Monday 15 July 2019

Journey to the golden city: Going Home

Journey to the golden city: Going Home: This month we are slipping into the ‘sweet spot’ of the summer and slowing our step as we feel the sun grind to a halt at the summer sol...

Friday 12 July 2019

Going Home


This month we are slipping into the ‘sweet spot’ of the summer and slowing our step as we feel the sun grind to a halt at the summer solstice (sol-stice meaning sun stands still) and turns itself around. This heralds the shortening of the days and longer nights to come.
The solstice invites us to celebrate and value all that we are in this moment and asks us to remember who we are and where we came from. We are the sum total of all those who have come before us and I wonder what we have to show for it?
It is my belief that we learn far more from listening to our elders than by breaking away and forging new paths. The only reason, in my view,  this might not seem such a great idea, is because as we have not listened to our elders for so many generations, there is the illusion that the wisdom has run dry. 
It seems that communities around the Earth who still hold their elders in esteem, have remained steeped in their spiritual beliefs. They have emotional wisdom woven into the very core of their essential ways of being; whereas I feel that we only inherit knowledge rather than wisdom.
I have long held the belief that anyone, born into the culture of the Abrahamic religions, who is seeking a spiritual path elsewhere, will eventually have to come home. This has been my personal realisation and was delighted to hear recently that the Dalai Lama has said something similar.
I remember talking to a friend, born of Christian parents, about the idea that Krishna, whom he had been seeking for so many years, is simply the same God appearing in the Eastern culture under a slightly different pseudonym. If he is to make peace with himself he will have to heal the rift between himself and his Christian parents that sent him on this pilgrimage in the first place. That is the story of the Alchemist, who journeys to find that what he was seeking was waiting for him at home all the time. He would only discover this when he is was ready to return for it. That thing is, of course, love, of the most unconditional kind.
For me, the rift isn’t between ourselves and our parents but the what the religion has done to our understanding of God.

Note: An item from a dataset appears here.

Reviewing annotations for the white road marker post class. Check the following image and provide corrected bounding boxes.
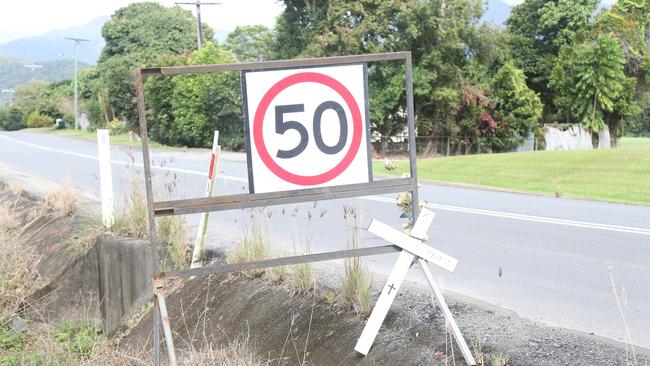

I do believe there is a vast gap between Christ and the religion we now call Christianity and healing this divide is the imperative.
The Cancerian crab, with his hard shell exterior and soft under belly, is inviting us to choose, to use the shell as a barrier between ourselves and our feelings or to go to that vulnerable place and do the work. Sadly, the latter, which is the most needed and what we will eventually discover is the gold, is the least trodden path.
It seems to me that what we fail to reconcile, the pain that we carry down through the generations, causes us to reenact the story over and over again. We try to cover up this pain and protect ourselves with a hardening of our hearts, creating divisions within, between ourselves and our own innate ability to love.
This shows up as our society starts to break down and compartmentalises. We see the division in our families as we disengage, with extended families breaking down to such an extent that single parent families appear to be normal. We have also experienced the break down of our spiritual journey from one holistic expression of God, even though he might have many different faces, to a completely divided church, with new denominations springing up with each new age. 
I believe it started with Cain and Abel. When (and of course I am talking metaphorically) Adam and Eve were thrown out the Garden of Eden, thinking it was a judgement of their wrong doing, it created a judgement of our head over our hearts. This was played out as sibling rivalry in the extreme and has run like a river all the way down through the millennia, till this time.
I believe, this is actually just our path around the galaxy, the human race as a whole on the Alchemist’s five thousand (or even twenty-six thousand) year journey, physically moving away and returning to the vibration that is God.
It is time and we are now being asked to choose to turn around, to find our power and recognise that it lies where we might least expect it. It lies in our vulnerability where, just like the sun that can change direction, we can discover and truly feel love and come home.

The question is, are you willing to forgive yourself and all those who have come before you? If we all, or at least enough of us to create a tipping point, said ‘yes’, I believe we would change this world over night.